Patron, une assiette de jarret de porc braisé et un bol de congee.

»

La nourriture des autres sent meilleur, et puis, il n'y a pas grand-chose de bon à manger au Manoir Xiaoyao. Dix-neuf, les mains graisseuses, laissa échapper un rot satisfait. Shen Yuntan mangea pitoyablement sa bouillie nature

; le propriétaire, soucieux de sa santé fragile, lui avait spécialement servi un bol plus clair

!

Dix-neuf, la bouche pleine de graisse, dit : « Crachoir, tu n'es pas encore guéri, repose-toi un autre jour. Au fait, ce jarret de porc braisé est vraiment délicieux. Je n'en ai jamais mangé d'aussi bon. Il mérite vraiment d'être un plat signature. »

Elle parlait assez fort, et le commerçant l'entendit de loin. Il rit si fort que des rides apparurent sur son visage, mais, méfiant face au grand couteau noir, il n'osa pas s'approcher.

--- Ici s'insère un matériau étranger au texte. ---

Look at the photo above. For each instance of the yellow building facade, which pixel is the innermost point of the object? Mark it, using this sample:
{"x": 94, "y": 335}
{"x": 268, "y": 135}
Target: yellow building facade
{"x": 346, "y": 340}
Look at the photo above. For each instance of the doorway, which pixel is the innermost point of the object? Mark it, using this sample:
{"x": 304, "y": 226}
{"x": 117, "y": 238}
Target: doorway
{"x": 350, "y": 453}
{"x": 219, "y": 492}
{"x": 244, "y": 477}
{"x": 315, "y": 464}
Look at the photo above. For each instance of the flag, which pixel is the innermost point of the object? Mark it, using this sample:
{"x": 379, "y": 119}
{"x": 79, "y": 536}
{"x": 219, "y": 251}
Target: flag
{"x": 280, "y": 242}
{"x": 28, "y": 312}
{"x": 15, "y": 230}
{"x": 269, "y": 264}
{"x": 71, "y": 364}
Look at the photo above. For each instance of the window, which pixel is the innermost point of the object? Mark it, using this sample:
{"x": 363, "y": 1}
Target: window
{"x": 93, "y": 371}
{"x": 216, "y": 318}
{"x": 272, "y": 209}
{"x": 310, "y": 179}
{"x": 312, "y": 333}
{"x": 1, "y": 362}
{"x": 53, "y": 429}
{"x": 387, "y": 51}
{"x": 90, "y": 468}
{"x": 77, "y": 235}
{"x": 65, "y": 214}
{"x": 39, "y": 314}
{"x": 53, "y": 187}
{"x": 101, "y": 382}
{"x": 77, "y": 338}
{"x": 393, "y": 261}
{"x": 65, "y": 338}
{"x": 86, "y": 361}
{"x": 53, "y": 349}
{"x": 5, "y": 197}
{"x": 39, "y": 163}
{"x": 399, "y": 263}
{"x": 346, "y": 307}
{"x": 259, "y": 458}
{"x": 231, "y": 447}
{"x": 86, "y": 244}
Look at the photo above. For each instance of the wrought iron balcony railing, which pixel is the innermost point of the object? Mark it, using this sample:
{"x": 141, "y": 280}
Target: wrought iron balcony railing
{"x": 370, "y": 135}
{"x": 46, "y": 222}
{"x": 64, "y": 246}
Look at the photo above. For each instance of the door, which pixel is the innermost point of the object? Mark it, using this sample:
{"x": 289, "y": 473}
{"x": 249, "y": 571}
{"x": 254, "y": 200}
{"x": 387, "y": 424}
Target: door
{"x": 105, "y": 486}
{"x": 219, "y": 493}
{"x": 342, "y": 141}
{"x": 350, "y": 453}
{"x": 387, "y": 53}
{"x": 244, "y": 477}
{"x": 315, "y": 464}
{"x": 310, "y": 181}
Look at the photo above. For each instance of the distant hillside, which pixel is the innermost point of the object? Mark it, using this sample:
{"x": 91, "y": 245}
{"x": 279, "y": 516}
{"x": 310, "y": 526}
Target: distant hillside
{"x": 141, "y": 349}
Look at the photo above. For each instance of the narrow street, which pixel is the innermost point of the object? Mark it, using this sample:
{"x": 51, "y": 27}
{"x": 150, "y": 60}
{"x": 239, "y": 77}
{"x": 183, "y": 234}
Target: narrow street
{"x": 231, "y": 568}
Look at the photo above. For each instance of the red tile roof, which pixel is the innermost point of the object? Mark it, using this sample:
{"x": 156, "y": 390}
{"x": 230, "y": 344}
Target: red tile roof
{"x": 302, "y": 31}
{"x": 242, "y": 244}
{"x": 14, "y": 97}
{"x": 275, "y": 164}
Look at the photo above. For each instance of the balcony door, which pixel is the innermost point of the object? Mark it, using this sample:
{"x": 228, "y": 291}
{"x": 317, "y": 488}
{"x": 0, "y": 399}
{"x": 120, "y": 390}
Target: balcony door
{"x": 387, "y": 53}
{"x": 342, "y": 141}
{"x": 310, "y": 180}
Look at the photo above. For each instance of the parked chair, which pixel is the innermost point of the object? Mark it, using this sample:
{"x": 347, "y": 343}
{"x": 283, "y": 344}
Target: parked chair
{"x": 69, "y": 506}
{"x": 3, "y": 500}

« Tch », pensa Shen Yun avec dédain. « N'est-ce pas simplement que je savoure ce délicieux jarret de porc et que j'aimerais bien prendre un autre repas ? »

Dix-neuf prit la décision à sa place

: «

C’est décidé. Pour faire des économies, tu iras dans ma chambre.

» Yun Tan fut surpris, puis sourit avec obséquiosité

: «

Oui, oui, oui

! Merci, Votre Majesté… Votre Majesté.

»

« Espèce de déchet, tu ne peux rien me faire ! » Dix-neuf, brandissant un grand couteau, cria au commerçant : « Nous n'avons besoin que d'une chambre aujourd'hui ! »

Intimidé par sa tyrannie, le commerçant n'osait rien dire, mais dans son cœur, il marmonnait d'innombrables fois que le monde partait à vau-l'eau.

La maladie de Yun Tan survint et disparut tout aussi vite ; après quelques jours, il était complètement guéri. Dix-neuf entendit parler d'une grande ville avec un immense marché à proximité, et il en fut ravi. Tous deux chevauchèrent à toute allure sans ressentir la moindre fatigue.

Dix-neuf était très active ; après s'être installée dans sa chambre, elle partit se promener en sautillant. Shen Yuntan, en revanche, était encore un peu paresseuse et resta seule à l'auberge.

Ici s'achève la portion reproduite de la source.